Scikit_Learn provides implementation of train-test-split using the function [`train-test-split()](https://scikit-learn.org/stable/modules/generated/sklearn.model_selection.train_test_split.html)`. It splits arrays or matrices into random train and test subsets.

`train_test_split(*arrays, test_size=None, train_size=None, random_state=None, shuffle=True, stratify=None)`

`*arrays`: It can be lists, numpy arrays, scipy-sparse matrices or pandas dataframes.

`test_size`: defines the size of test set. If you give a float value, it should be be between 0.0 and 1.0 and represent the proportion of the dataset to include in the test split. If int, represents the absolute number of test samples. If None, the value is set to the complement of the train size. If train_size is also None, it will be set to default value 0.25.

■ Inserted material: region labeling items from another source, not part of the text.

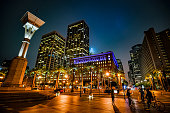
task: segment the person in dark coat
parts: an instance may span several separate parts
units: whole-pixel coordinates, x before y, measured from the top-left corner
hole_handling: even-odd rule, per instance
[[[147,91],[146,98],[147,98],[148,109],[150,109],[150,104],[151,104],[151,100],[153,99],[153,96],[152,93],[149,91],[149,89],[147,89],[146,91]]]
[[[141,88],[141,89],[139,90],[139,92],[140,92],[140,94],[141,94],[141,100],[142,100],[142,102],[144,102],[144,91],[143,91],[143,89]]]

`train_size`: defines the size of train set. If float, should be between 0.0 and 1.0 and represent the proportion of the dataset to include in the train split. If int, represents the absolute number of train samples. If None, the value is automatically set to the complement of the test size.

`random_state`: Controls the shuffling applied to the data before applying the split. Pass an int for reproducible output across multiple function calls.

`shuffle`: Whether or not to shuffle the data before splitting. If shuffle=False then stratify must be None.

`stratify`: If not None, data is split in a stratified fashion, using this as the class labels.

Before using the function, you need to first import `train_test_split`

In [3]:
from sklearn.model_selection import train_test_split


There are two ways you can do split:
1. Split the entire dataset by loading dataset as input on the `train_test_split` function.
2. Split the dataset into input (X) and output (y) columns, then use the `train_test_split` function and pass the X and y values as inputs

In [4]:
# First method of splitting the entire dataset into two subsets, train and test
train, test = train_test_split(data, test_size=0.2, random_state=1)
print(train.shape, test.shape)

(1070, 7) (268, 7)


For the second and most common method, we need to first split the original dataset into inputs X and output y. Then apply train test split.


In [5]:
# prepare X and y
X = data.iloc[:, :-1].values #independent variables
y = data.iloc[:,-1].values #dependent variable
print("Shape of X:",X.shape)
print("Shape of y:",y.shape)

Shape of X: (1338, 6)
Shape of y: (1338,)


In [6]:
# train test split
X_train, X_test, y_train, y_test = train_test_split(X, y, test_size=0.2, random_state=1)
print("shape of original dataset :", data.shape)
print("shape of X_train", X_train.shape)
print("shape of y_train", y_train.shape)
print("shape of X_test", X_test.shape)
print("shape of y_test", y_test.shape)

shape of original dataset : (1338, 7)
shape of X_train (1070, 6)
shape of y_train (1070,)
shape of X_test (268, 6)
shape of y_test (268,)


An important thing to note is that the splitting of dataset is random by default. To make the results reproducible across multiple function calls, you need to set the parameter `random_state`. The value of `random_state` is not important.

After train test split you can proceed with modelling.